12La disposition artistique interroge également la manière dont l’autre féminin est constitué en un Autre culturisé ; on pourrait d’ailleurs aller jusqu’à parler de l’utopie de la beauté faite femme. Le corps féminin esthétisé est le lieu d’un savoir, d’un « ça-voir » indexé au désir et à la jouissance, le lieu des identifications imaginaires à l’Autre de l’Âge classique, une image idéale en somme, totalement décrochée de la réalité.
13La référence à la peinture se fait en premier lieu à travers la surdétermination du cadre, du cadrage, la circulation du regard opérant le plus souvent selon une topographie particulière : l’embrasure d’une porte, d’une fenêtre, les pièces en enfilade, les élements du décor venant comme redoubler les cadres des tableaux, instaurant à chaque fois toute une isotopie qui elle-même mobilise l’« interminable seuil du regard » (G. Didi-Huberman).
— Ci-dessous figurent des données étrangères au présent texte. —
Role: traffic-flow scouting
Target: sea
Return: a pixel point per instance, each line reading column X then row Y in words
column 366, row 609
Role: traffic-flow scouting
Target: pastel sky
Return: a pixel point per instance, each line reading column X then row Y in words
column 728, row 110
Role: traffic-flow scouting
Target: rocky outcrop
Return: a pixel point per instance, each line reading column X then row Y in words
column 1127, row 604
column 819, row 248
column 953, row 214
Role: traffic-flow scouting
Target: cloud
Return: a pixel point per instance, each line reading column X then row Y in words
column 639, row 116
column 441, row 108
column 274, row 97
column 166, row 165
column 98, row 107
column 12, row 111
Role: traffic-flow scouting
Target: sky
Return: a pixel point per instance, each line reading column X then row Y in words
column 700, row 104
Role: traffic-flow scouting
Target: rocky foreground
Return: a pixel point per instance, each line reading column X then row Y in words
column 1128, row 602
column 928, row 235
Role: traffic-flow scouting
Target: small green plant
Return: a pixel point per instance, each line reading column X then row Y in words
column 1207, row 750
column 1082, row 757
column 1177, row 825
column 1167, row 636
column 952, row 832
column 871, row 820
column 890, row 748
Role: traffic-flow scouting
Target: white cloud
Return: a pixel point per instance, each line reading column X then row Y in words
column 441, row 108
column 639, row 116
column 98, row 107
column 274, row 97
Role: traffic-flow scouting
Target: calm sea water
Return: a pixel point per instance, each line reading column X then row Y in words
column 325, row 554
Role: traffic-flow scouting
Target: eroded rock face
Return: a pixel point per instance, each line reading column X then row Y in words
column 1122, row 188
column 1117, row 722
L’économie visuelle semble sans cesse s’inspirer de cette découpe dans le monde sensible qu’opèrent le tableau et son cadre, (mais également l’œil et le procès du voir), le personnage, féminin le plus souvent, s’inscrivant toujours dans le champ de vision comme l’objet dans l’espace délimité de la toile du peintre. Avec une différence : chez Wharton, le féminin n’est pas seulement motif dans le tableau, il est tout entier constitué comme tableau. Les deux exemples qui suivent ne sont pas uniques :
Il scruta les motifs qu’ils traçaient jusqu’à ce que ses yeux brûlent de l’excès de lumière ; puis il se retourna et regarda sa femme. Tout près de là, Ondine s’adossait à un arbre noueux de l’air un peu contraint d’une personne peu habituée aux abandons champêtres. Son dos ravissant ne pouvait s’adapter aux irrégularités du tronc, et elle bougeait un peu de temps en temps, à la recherche d’une meilleure position. Mais elle gardait une expression sereine, et Ralph, malgré ses paupières lourdes, trouvait le visage de sa femme plus éblouissant que jamais. (BM, p. 106-107)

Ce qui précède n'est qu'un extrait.